This repository is for EleutherAI's work-in-progress project Pythia which combines interpretability analysis and scaling laws to understand how knowledge develops and evolves during training in autoregressive transformers.
Params | n_layers | d_model | n_heads | d_head | Batch Size | Learning Rate | Checkpoints | Evaluations |
---|---|---|---|---|---|---|---|---|
Pythia-19M | 6 | 512 | 8 | 64 | 2M | 1e-3 | Ready | Ready |
Pythia-19M-Deduped | 6 | 512 | 8 | 64 | 2M | 1e-3 | Ready | |
Pythia-125M | 12 | 768 | 12 | 64 | 4M | 6e-4 | Ready | In-Progress |
Pythia-125M-Deduped | 12 | 768 | 12 | 64 | 4M | 6e-4 | Ready | --------------- |
Pythia-350M | 24 | 1024 | 16 | 64 | 4M | 3e-4 | Ready | --------------- |
Pythia-350M-Deduped | 24 | 1024 | 16 | 64 | 4M | 3e-4 | Ready | --------------- |
Pythia-800M | 16 | 2048 | 8 | 128 | 4M | 3e-4 | Ready | Ready |
Pythia-800M-Deduped | 16 | 2048 | 8 | 128 | 4M | 3e-4 | Ready | Ready |
Pythia-1.3B | 24 | 2048 | 16 | 128 | 4M | 2e-4 | Ready | Ready |
Pythia-1.3B-Deduped | 24 | 2048 | 16 | 128 | 4M | 2e-4 | Ready | Ready |
Pythia-2.7B | 32 | 2560 | 32 | 80 | 2M | 1.6e-4 | Ready | Ready |
Pythia-2.7B-Deduped | 32 | 2560 | 32 | 80 | 2M | 1.6e-4 | Ready | Ready |
Pythia-6.7B | 32 | 4096 | 32 | 128 | 2M | 1.2e-4 ? | Ready | Ready |
Pythia-6.7B-Deduped | 32 | 4096 | 32 | 128 | 2M | 1.2e-4 ? | Ready | Ready |
Pythia-13B | 36 | 5120 | 40 | 128 | 2M | 1.2e-4 | Ready | --------------- |
Pythia-13B-Deduped | 36 | 5120 | 40 | 128 | 2M | 1.2e-4 | Ready | --------------- |
s3://pythia-hf/
contains the checkpoints that are converted to HF format.

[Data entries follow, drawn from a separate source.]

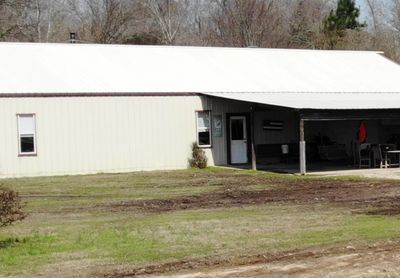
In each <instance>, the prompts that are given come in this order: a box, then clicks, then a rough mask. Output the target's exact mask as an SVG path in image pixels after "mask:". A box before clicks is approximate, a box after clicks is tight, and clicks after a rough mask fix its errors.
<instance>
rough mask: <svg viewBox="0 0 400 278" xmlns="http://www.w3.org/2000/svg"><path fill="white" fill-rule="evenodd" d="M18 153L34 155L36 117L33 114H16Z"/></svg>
mask: <svg viewBox="0 0 400 278" xmlns="http://www.w3.org/2000/svg"><path fill="white" fill-rule="evenodd" d="M18 144H19V146H18V148H19V155H36V119H35V115H34V114H20V115H18Z"/></svg>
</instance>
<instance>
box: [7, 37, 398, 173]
mask: <svg viewBox="0 0 400 278" xmlns="http://www.w3.org/2000/svg"><path fill="white" fill-rule="evenodd" d="M399 81H400V67H399V65H397V64H396V63H394V62H392V61H390V60H388V59H387V58H385V57H384V55H383V54H382V53H377V52H360V51H318V50H284V49H255V48H249V49H239V48H206V47H166V46H116V45H82V44H31V43H0V109H1V110H0V111H1V118H0V125H1V127H2V132H1V135H0V142H1V144H0V177H19V176H40V175H64V174H87V173H99V172H128V171H141V170H163V169H182V168H186V167H187V166H188V158H189V156H190V145H191V143H192V142H194V141H197V142H198V144H199V145H200V146H201V147H203V148H204V150H205V151H206V153H207V156H208V157H209V163H210V165H229V164H233V165H247V164H252V165H253V167H256V166H257V165H259V166H260V165H261V166H264V167H267V168H268V167H272V166H273V165H278V164H289V163H294V164H297V166H299V167H300V166H301V167H300V168H301V169H300V170H301V172H303V173H305V171H306V161H307V162H309V163H313V161H314V160H316V161H319V159H321V158H322V159H323V158H325V159H327V160H335V159H339V158H340V159H343V160H345V159H346V160H347V161H346V163H347V162H348V161H350V160H351V159H352V155H353V152H354V150H353V143H354V141H355V140H356V139H355V138H354V137H355V133H356V132H357V129H358V127H359V123H360V121H363V122H364V123H365V124H366V126H367V128H368V134H369V136H368V140H369V142H370V143H371V144H380V143H386V142H387V141H390V140H392V141H396V140H397V139H396V138H397V137H398V139H399V142H398V143H397V142H394V144H400V82H399ZM392 137H393V138H392ZM322 138H325V139H326V138H328V139H329V140H330V141H331V142H330V143H329V144H328V143H326V142H325V143H324V142H322V141H319V140H322ZM399 147H400V146H399ZM317 156H318V157H317ZM345 157H346V158H345ZM299 162H300V163H299ZM297 166H296V167H297Z"/></svg>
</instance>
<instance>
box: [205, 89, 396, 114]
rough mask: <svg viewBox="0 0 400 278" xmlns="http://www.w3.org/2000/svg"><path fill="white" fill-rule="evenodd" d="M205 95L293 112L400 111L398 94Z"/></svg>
mask: <svg viewBox="0 0 400 278" xmlns="http://www.w3.org/2000/svg"><path fill="white" fill-rule="evenodd" d="M203 94H204V95H208V96H213V97H220V98H225V99H230V100H238V101H245V102H250V103H258V104H265V105H271V106H280V107H287V108H293V109H299V110H301V109H320V110H353V109H357V110H362V109H400V92H399V93H285V92H281V93H203Z"/></svg>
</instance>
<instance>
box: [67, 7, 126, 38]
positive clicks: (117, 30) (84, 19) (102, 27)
mask: <svg viewBox="0 0 400 278" xmlns="http://www.w3.org/2000/svg"><path fill="white" fill-rule="evenodd" d="M129 2H131V1H129V0H128V1H122V0H84V1H77V0H69V2H68V4H69V10H70V12H71V14H72V15H73V19H72V20H76V21H77V22H78V24H72V27H71V28H74V27H75V28H78V29H80V31H81V32H80V34H81V35H82V36H83V37H84V38H85V39H86V40H87V41H91V42H97V43H118V42H121V40H122V38H123V35H124V33H125V32H126V30H127V28H128V25H129V22H130V21H131V20H132V13H131V6H130V5H129Z"/></svg>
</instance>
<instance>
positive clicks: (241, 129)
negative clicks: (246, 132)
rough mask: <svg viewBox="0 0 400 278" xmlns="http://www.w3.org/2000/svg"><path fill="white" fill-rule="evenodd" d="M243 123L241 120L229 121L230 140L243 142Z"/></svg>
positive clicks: (241, 120)
mask: <svg viewBox="0 0 400 278" xmlns="http://www.w3.org/2000/svg"><path fill="white" fill-rule="evenodd" d="M243 125H244V123H243V120H241V119H240V120H239V119H232V120H231V132H232V140H244V139H245V134H244V126H243Z"/></svg>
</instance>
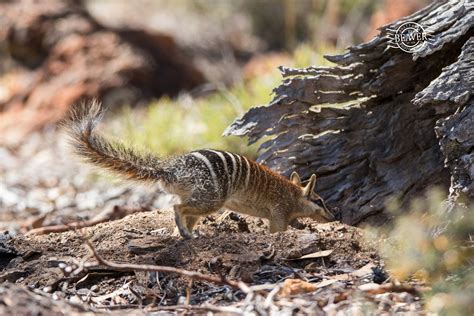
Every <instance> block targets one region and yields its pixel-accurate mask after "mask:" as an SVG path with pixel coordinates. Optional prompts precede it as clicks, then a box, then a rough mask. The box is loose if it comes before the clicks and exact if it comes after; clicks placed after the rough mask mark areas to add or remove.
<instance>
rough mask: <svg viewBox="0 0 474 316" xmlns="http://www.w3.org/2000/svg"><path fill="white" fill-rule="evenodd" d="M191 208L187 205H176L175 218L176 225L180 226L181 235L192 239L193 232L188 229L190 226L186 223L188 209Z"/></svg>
mask: <svg viewBox="0 0 474 316" xmlns="http://www.w3.org/2000/svg"><path fill="white" fill-rule="evenodd" d="M187 208H189V207H188V206H186V205H182V204H179V205H175V206H174V220H175V222H176V227H177V228H178V231H179V234H180V235H181V237H183V238H185V239H191V238H193V234H192V232H191V231H189V230H188V227H187V225H186V222H185V220H186V218H185V217H186V215H185V214H186V209H187Z"/></svg>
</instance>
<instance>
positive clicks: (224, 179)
mask: <svg viewBox="0 0 474 316" xmlns="http://www.w3.org/2000/svg"><path fill="white" fill-rule="evenodd" d="M186 156H187V157H193V158H195V159H198V160H199V161H200V162H201V163H202V164H203V165H204V166H206V168H207V169H208V172H209V176H210V177H211V178H212V182H213V186H214V189H215V192H216V193H217V194H218V195H219V198H221V199H222V200H225V199H226V198H228V197H230V196H232V195H233V194H235V193H245V194H247V195H248V196H249V197H254V198H255V199H258V198H261V197H262V196H263V195H262V194H261V193H262V192H264V191H268V190H269V189H270V188H271V187H273V188H275V187H278V186H283V187H284V188H282V189H286V190H288V188H290V190H291V189H293V190H297V187H296V186H294V185H293V184H292V183H291V182H290V181H288V180H287V179H286V178H284V177H282V176H281V175H279V174H277V173H274V172H273V171H271V170H270V169H268V168H266V167H264V166H262V165H260V164H258V163H256V162H254V161H252V160H249V159H247V158H246V157H244V156H240V155H238V154H234V153H231V152H227V151H220V150H213V149H203V150H199V151H194V152H190V153H189V154H187V155H186Z"/></svg>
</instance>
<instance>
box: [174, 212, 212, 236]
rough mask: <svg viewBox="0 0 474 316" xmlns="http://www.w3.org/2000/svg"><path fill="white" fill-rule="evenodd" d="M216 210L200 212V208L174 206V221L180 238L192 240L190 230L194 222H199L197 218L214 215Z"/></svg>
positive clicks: (195, 222)
mask: <svg viewBox="0 0 474 316" xmlns="http://www.w3.org/2000/svg"><path fill="white" fill-rule="evenodd" d="M217 209H218V208H217ZM217 209H213V210H211V211H209V210H202V209H200V208H197V207H193V206H189V205H186V204H178V205H175V206H174V215H175V221H176V226H177V227H178V230H179V234H180V235H181V237H183V238H185V239H191V238H193V234H192V233H193V232H192V229H193V227H194V225H195V224H196V222H197V221H198V220H199V217H201V216H205V215H208V214H211V213H214V212H215V211H216V210H217Z"/></svg>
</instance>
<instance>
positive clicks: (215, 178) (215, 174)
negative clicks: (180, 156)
mask: <svg viewBox="0 0 474 316" xmlns="http://www.w3.org/2000/svg"><path fill="white" fill-rule="evenodd" d="M191 155H193V156H194V157H196V158H197V159H199V160H201V161H202V162H203V163H204V164H205V165H206V167H207V169H208V170H209V172H210V174H211V177H212V182H213V183H214V188H215V189H216V191H217V192H220V190H219V182H218V181H217V175H216V173H215V172H214V169H213V168H212V164H211V162H210V161H209V159H207V158H206V156H204V155H203V154H201V153H198V152H193V153H191Z"/></svg>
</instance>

TODO: add instructions for downloading a HF model from where they're hosted for very easy access to the intermediate ckpts
TODO: link to configs from table?
A common explanation for language model training dynamics is that LMs have a mass of knowledge and when they come across new information they glom that knowledge on and slowly integrate it into the mass over time. One prediction that this mental model makes is that tokens encountered later in training will be more likely to be memorized than ones encountered earlier in training, as the model will not have time to adjust its representations to store the info without memorization. The primary goal of this experiment is to disprove this prediction.